God called and gifted the apostles to plant and to establish the church in places the gospel had not yet gone. Apostello means to send out, so it is proper to think of apostles as missionaries. Prophets were the channels through whom God sent His revelations to His people (cf. Ephesians 2:20). Some of them also wrote the books of the New Testament. Teachers gave believers instruction in the Scriptures. Teachers were more important in the church than the prophets who simply gave words of edification, exhortation, and consolation (1 Corinthians 14:3), but they were less important than the prophets who gave new authoritative revelation. The latter type of prophet is in view in this verse.
". . . a scholar will learn more from a good teacher than he will from any book. We have books in plenty nowadays, but it is still true that it is through people that we really learn of Christ." [Note: Barclay, The Letters . . ., p. 129.]
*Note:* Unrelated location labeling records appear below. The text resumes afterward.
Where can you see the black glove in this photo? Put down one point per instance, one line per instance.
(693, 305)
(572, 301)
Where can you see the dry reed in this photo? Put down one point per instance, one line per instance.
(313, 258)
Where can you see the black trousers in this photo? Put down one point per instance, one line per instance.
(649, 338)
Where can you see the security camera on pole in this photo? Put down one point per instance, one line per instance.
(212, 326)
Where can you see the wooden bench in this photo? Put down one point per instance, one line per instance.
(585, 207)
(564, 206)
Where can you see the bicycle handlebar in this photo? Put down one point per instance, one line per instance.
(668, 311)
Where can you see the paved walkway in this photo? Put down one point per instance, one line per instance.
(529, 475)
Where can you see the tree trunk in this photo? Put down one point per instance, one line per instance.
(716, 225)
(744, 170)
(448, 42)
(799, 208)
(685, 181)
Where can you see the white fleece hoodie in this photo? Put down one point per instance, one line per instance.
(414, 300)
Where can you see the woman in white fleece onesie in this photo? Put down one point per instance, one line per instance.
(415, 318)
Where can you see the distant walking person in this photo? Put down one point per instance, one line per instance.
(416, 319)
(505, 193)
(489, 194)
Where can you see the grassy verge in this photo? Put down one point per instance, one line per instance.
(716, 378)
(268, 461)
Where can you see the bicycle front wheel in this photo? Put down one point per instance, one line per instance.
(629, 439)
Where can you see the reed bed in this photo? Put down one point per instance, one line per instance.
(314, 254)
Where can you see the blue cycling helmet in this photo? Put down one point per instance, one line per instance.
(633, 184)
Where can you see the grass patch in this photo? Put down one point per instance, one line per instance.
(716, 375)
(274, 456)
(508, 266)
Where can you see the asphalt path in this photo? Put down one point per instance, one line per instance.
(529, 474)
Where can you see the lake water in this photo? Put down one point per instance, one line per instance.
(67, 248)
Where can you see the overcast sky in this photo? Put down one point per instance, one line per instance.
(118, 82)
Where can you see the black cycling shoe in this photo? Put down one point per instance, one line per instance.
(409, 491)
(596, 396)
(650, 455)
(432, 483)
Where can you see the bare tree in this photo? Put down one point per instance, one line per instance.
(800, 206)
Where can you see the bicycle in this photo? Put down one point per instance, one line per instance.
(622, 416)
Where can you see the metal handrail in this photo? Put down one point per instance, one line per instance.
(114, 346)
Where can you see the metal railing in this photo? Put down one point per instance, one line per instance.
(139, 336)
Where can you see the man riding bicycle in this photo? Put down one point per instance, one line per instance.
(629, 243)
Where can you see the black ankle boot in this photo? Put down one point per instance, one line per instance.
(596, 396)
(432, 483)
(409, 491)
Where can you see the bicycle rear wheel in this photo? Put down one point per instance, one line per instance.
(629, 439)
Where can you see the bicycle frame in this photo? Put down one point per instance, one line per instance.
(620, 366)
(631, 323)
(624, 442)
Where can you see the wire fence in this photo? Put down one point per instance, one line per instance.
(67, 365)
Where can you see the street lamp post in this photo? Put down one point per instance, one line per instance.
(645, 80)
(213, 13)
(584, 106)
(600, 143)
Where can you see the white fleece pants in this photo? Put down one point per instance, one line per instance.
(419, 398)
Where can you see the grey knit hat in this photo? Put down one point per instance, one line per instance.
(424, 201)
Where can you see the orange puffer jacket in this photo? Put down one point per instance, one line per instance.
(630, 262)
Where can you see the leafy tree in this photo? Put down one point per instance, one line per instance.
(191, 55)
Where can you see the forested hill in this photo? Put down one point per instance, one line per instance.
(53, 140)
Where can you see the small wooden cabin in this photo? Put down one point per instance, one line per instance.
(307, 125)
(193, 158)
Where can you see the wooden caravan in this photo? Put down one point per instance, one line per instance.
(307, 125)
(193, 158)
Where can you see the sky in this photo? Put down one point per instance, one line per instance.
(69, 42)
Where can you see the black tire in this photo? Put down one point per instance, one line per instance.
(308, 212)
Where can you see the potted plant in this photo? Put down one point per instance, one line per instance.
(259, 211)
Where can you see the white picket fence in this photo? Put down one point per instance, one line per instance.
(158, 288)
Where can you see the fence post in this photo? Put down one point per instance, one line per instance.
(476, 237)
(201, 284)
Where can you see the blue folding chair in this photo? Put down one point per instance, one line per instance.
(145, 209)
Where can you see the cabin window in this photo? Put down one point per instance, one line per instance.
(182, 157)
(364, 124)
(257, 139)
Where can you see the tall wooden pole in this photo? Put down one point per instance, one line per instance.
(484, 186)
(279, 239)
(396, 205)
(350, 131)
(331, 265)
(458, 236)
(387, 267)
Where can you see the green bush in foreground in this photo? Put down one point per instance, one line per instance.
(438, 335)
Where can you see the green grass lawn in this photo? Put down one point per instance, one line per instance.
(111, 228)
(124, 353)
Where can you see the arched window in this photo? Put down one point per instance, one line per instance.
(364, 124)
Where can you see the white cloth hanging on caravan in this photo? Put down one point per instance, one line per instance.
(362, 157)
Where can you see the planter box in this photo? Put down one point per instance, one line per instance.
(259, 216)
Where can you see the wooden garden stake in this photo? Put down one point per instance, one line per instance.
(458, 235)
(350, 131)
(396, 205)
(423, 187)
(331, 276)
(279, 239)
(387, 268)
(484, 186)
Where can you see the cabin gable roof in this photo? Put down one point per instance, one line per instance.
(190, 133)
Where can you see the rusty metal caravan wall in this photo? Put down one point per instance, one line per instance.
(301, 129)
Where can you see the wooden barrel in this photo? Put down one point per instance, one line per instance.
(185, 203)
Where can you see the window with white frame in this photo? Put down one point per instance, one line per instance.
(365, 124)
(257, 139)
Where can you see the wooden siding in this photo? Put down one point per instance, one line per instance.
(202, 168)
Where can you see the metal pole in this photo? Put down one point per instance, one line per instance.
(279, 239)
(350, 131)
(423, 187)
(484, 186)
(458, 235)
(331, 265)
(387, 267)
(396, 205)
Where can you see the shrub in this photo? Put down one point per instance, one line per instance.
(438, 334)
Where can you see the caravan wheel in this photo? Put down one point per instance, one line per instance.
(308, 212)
Workers of miracles and healers gave dramatic proof that the power of God was working in the church so others would trust Christ. They may have ministered especially to the Jews since the Jews looked for such indications of God’s presence and blessing (cf. 1 Corinthians 1:22). Helpers seem to have provided assistance of various kinds for people in need. Administrators managed and directed the affairs of the churches. Tongues-speakers bring up the rear in this list as being the least important of those mentioned. Paul said more about their relative importance in chapter 14.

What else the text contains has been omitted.